In collaboration with activated RAS, c-Myc was able to transform primary fibroblasts in the classic experiments of Weinberg and coworkers (99). In this role, c-Myc appears to inactivate cellular responses that are normally required for RAS-mediated growth inhibition, thereby switching the gene for RAS into a growth-promoting gene (165). Reciprocally, RAS is able to inhibit Myc-mediated apoptosis (51). Given that p19 ARF-null murine embryonic fibroblasts (MEFs) are immortal and can be transformed by oncogenic RAS independently of c-Myc, it was hypothesized that c-Myc might regulate ARF (206). Indeed, it has been demonstrated that ARF and p53 are induced by ectopic c-Myc expression in wild-type MEFs, triggering a replicative crisis and apoptosis. MEFs that survive myc overexpression and the crisis period sustain ARF loss or p53 mutations. MEFs that lack ARF or p53 showed a decreased apoptotic response to c-Myc overexpression. These observations indicate that ARF participates in a p53-dependent checkpoint that safeguards cells against oncogenic signals, such as overexpression of c-Myc. These new observations indicate that immortalization of primary cells by oncogenes is a complex phenomenon in which normal safeguard apoptotic mechanisms are inactivated, thereby allowing immortalized cells to emerge from a crisis period of massive cell death.

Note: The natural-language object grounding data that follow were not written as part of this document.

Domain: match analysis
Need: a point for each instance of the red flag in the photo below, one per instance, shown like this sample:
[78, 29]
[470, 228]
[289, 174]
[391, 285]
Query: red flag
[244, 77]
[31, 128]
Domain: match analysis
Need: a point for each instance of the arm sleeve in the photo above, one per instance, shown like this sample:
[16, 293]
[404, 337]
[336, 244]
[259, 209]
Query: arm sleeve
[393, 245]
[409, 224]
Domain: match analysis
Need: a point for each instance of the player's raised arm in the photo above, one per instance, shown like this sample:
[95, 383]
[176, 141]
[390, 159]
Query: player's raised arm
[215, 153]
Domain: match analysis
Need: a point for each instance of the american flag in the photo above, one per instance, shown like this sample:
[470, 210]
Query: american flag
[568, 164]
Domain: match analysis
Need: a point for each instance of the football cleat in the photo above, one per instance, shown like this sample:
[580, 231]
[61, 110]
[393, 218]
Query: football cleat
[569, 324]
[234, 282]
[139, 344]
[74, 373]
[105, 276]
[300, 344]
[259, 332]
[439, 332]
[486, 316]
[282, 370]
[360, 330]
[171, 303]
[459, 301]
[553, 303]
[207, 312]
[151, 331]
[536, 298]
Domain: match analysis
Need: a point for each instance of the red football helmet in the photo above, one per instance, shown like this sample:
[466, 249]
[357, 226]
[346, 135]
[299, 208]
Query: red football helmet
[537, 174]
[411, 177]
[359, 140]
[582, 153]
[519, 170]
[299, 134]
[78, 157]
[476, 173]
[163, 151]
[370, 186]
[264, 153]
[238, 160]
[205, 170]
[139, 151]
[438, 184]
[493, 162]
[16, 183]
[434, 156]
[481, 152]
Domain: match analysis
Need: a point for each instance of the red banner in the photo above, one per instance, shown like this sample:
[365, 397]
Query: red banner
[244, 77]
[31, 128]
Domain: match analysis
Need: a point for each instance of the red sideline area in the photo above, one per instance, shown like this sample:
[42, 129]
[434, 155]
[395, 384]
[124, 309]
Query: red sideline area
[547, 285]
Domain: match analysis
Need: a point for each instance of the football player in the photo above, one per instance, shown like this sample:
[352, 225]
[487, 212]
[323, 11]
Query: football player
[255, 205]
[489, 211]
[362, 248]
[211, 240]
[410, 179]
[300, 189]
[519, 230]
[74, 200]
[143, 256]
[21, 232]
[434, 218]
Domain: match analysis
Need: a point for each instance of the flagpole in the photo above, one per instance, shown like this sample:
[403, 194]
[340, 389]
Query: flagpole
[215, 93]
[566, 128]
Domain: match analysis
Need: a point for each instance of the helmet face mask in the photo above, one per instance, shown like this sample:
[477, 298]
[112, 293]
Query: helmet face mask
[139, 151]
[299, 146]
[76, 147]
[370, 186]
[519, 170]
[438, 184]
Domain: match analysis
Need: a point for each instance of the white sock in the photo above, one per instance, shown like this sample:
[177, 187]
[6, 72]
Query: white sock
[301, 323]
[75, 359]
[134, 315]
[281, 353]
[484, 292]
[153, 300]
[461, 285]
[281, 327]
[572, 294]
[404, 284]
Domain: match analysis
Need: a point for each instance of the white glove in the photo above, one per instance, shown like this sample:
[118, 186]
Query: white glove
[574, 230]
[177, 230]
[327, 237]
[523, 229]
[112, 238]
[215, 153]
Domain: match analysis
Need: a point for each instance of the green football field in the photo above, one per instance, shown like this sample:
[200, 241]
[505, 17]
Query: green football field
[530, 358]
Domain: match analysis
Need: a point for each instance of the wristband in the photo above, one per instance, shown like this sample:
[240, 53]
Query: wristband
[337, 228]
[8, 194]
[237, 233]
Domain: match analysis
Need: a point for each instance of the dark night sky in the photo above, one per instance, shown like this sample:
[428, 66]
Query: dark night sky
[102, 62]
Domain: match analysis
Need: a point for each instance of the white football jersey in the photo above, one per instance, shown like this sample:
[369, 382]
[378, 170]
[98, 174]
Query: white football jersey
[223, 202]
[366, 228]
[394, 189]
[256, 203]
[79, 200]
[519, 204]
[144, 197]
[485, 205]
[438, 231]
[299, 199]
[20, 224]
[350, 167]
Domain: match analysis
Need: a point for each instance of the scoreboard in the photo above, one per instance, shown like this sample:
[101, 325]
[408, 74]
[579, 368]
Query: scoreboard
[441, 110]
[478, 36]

In conclusion, the c-Myc molecule has continued to emerge as a centerpiece and key to the many secrets of cancer biology. Recent studies suggest that c-Myc is able to activate the cell cycle machinery and its safeguards. Intriguingly, its ability to activate glycolysis suggests that in addition to triggering the cell cycle, c-Myc also sustains the fuel necessary to run the cell cycle machinery. Indeed, its ability to enhance the activities of specific enzymes involved in DNA metabolism and other metabolic pathways further suggests that it is a key molecular integrator of cell cycle machinery and cellular metabolism. The future of the study of c-Myc target genes lies in the use of arrayed gene expression analysis to determine the common and divergent patterns of c-Myc target gene expression in a variety of physiological and neoplastic conditions. The benefits from such advances in technology, however, will require the expertise of biologists who are able to tease out the roles of the target genes in producing the multitude of c-Myc-mediated phenotypes. The greatest challenge, however, is the development of a discipline that is capable of dynamically and comprehensively linking transcription factor activities to their target genes and, in turn, to cellular phenotypes.
I have relied on review articles and apologize for the omission of original references. Comments by L. Lee and D. Wechsler are greatly appreciated.
My original work was supported by NIH grants.